Речь Государя дышала миролюбием и «благородной откровенностью», которую в данное время Англия не могла и не желала ценить. Она по пальцам сосчитала, что ей выгоднее было показать миру свое мнимое бескорыстие и воспользоваться откровенностью русского Монарха для своих корыстных целей. Рыцарская натура Императора не переносила лжи и не любила обходных путей. Занимавшие Его мысли Император Николай Павлович высказал изумительно открыто. Его желание изгнать турок из Европы, а также резкий отзыв о Пруссии, и особенно игнорирование других держав, кроме Великобритании (Альфред Рамбо), будучи оглашены в английском парламенте, произвели громадное впечатление и нет сомнения, что сильно содействовали возбуждению общественного мнения Европы в пользу войны.

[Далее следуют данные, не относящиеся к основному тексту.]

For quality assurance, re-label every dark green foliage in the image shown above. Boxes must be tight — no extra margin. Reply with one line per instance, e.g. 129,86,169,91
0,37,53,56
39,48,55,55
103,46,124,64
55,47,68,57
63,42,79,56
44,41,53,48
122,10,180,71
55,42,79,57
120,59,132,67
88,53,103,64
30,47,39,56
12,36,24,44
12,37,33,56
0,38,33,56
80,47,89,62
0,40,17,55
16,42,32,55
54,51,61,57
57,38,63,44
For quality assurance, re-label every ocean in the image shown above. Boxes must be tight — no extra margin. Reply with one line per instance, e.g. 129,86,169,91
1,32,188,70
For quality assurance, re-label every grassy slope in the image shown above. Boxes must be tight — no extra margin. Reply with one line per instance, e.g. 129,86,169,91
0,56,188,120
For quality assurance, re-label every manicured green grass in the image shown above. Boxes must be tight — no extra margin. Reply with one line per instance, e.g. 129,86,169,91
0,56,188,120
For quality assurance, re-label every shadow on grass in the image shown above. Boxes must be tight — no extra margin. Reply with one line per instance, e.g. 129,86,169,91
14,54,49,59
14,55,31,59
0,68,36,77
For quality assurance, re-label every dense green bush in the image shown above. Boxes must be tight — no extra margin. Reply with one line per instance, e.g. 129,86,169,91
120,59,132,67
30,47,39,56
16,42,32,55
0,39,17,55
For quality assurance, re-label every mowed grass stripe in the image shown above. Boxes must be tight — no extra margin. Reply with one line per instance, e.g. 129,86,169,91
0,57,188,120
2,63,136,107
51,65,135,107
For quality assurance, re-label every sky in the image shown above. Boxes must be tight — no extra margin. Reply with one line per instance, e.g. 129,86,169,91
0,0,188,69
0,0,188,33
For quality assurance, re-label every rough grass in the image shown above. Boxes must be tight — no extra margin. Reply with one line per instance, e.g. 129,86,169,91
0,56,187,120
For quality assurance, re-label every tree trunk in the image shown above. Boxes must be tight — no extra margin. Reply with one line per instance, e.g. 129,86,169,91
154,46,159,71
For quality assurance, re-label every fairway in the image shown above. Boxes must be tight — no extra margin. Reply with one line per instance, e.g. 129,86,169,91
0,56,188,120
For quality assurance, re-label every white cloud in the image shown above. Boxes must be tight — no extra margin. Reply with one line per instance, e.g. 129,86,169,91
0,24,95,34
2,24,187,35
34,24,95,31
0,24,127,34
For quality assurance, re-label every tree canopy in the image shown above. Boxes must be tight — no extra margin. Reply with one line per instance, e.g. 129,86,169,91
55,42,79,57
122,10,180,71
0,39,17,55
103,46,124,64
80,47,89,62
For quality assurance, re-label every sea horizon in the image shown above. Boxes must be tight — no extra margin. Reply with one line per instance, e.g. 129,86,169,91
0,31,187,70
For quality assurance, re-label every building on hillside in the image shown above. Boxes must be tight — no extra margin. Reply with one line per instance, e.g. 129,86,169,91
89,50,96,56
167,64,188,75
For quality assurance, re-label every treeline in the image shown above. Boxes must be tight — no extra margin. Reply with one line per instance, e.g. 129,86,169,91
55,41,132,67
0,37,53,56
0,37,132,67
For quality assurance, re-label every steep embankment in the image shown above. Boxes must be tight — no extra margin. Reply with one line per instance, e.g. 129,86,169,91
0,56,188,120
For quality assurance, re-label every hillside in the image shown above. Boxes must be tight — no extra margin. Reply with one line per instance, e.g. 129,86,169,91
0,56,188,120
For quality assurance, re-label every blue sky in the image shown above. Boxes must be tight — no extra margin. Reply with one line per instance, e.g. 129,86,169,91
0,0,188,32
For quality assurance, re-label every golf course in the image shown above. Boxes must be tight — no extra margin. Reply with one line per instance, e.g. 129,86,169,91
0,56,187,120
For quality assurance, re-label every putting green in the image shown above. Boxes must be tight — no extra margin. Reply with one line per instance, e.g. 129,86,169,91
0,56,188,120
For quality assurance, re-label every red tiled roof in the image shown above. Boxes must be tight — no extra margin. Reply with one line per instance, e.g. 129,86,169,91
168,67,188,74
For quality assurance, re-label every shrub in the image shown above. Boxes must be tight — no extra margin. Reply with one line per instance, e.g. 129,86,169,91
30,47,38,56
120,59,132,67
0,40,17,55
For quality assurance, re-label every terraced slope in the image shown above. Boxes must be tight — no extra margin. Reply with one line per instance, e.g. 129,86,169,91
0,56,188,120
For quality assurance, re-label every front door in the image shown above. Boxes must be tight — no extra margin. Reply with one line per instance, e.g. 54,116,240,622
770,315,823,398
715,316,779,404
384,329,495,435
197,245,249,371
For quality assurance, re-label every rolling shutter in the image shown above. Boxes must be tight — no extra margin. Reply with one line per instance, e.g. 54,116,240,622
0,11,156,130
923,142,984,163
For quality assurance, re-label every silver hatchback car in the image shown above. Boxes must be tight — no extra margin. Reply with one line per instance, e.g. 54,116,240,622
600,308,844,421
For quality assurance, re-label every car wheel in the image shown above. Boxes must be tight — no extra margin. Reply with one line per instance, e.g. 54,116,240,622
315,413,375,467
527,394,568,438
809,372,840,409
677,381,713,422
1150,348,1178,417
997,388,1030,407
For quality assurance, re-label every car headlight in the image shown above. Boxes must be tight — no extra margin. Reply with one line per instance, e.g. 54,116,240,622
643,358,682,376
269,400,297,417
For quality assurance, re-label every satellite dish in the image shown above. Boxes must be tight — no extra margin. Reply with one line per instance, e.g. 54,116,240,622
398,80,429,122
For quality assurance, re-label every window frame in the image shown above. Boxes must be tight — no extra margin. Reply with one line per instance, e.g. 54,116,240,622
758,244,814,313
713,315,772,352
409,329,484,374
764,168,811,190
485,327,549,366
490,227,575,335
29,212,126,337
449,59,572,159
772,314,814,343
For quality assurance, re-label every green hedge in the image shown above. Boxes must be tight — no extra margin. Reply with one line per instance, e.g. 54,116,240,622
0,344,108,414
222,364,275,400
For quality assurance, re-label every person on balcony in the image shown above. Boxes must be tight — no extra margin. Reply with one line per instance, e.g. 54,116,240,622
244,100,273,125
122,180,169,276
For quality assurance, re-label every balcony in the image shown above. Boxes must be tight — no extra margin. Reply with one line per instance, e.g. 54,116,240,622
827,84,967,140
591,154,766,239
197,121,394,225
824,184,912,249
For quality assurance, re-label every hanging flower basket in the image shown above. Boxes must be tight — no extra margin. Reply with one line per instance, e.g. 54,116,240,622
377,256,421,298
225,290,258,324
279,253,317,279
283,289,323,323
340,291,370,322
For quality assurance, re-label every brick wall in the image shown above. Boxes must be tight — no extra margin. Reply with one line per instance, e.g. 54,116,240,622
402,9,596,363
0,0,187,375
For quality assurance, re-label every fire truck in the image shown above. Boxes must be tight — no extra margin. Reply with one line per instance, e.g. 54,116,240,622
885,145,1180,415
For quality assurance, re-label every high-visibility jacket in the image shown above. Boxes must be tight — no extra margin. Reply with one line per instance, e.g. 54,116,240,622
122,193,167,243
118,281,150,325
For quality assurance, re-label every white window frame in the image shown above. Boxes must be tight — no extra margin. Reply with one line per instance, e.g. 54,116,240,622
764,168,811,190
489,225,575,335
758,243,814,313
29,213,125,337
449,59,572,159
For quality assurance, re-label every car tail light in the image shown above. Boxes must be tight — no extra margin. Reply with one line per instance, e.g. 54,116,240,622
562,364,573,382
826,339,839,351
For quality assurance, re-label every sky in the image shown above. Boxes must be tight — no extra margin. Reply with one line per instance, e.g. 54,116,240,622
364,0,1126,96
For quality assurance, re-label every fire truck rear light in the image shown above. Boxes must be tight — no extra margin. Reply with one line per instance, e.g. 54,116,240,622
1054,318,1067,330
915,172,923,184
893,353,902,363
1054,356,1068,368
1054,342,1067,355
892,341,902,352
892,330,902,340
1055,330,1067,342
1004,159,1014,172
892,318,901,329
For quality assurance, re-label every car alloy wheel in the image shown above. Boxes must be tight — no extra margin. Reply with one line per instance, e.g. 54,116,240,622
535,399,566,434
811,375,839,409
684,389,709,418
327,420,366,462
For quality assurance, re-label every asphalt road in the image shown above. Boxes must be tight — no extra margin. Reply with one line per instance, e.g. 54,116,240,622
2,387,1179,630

Император Николай I «не был дипломатом», имел теперь основание сказать гр. Нессельроде, так как в политике едва ли следует возбуждать вопросы об отдаленных случайностях, которые может быть никогда и не осуществятся. «Я бригадный генерал, малосведущий в политических делах», любил говорить о Себе прямодушный Государь. А между тем Николай Павлович иногда обнаруживал изумительно верное понимание политического настроения того или другого государства; но обстоятельства непосредственно перед Крымской войной подняли Его на такую высоту среди монархов, что Он лишен был возможности пристально всмотреться в те мелкие ходы, которые делались при разных дворах. Не далее, как в 1852 г. влияние России было еще столь громадным, что Император Николай I являлся вроде властителя всей Европы. Он один диктовал ей законы. В Берлине на Него смотрели, как на высшее существо; Франция старалась поддержать в Нем благоприятное настроение; в Англии сообразовались с Его желаниями; «Венгрия была у ног Его Величества»; в Вене, на параде 1852 г., Франц-Иосиф торжественно и почтительно перед фронтом своей армии салютовал Ему, как избавителю австрийской державы от грозной опасности, а в Варшаве тот же молодой Франц-Иосиф, при взгляде на статую Собесского, воскликнул: «Вот первый спаситель Австрии! А Вы — второй! сказал он затем, обратившись к Императору Николаю I. В предположениях о дележе Турции, Император Николай I игнорировал Пруссию и Австрию. «Пруссия везде встречала Россию на своей дороге. Николай I, — писал Ротан, — обращался с ней, как с бедным родственником, не заботясь о том, чтобы щадить её самолюбие. «Пруссия у меня в кармане», — говорил русский посланник в Берлине, барон Будберг, очевидно, усвоив себе несколько высокомерный взгляд на нашу соседку. Францию Император Николай I вообще не признавал опасной, а на Австрию и Пруссию смотрел, как на своих союзников.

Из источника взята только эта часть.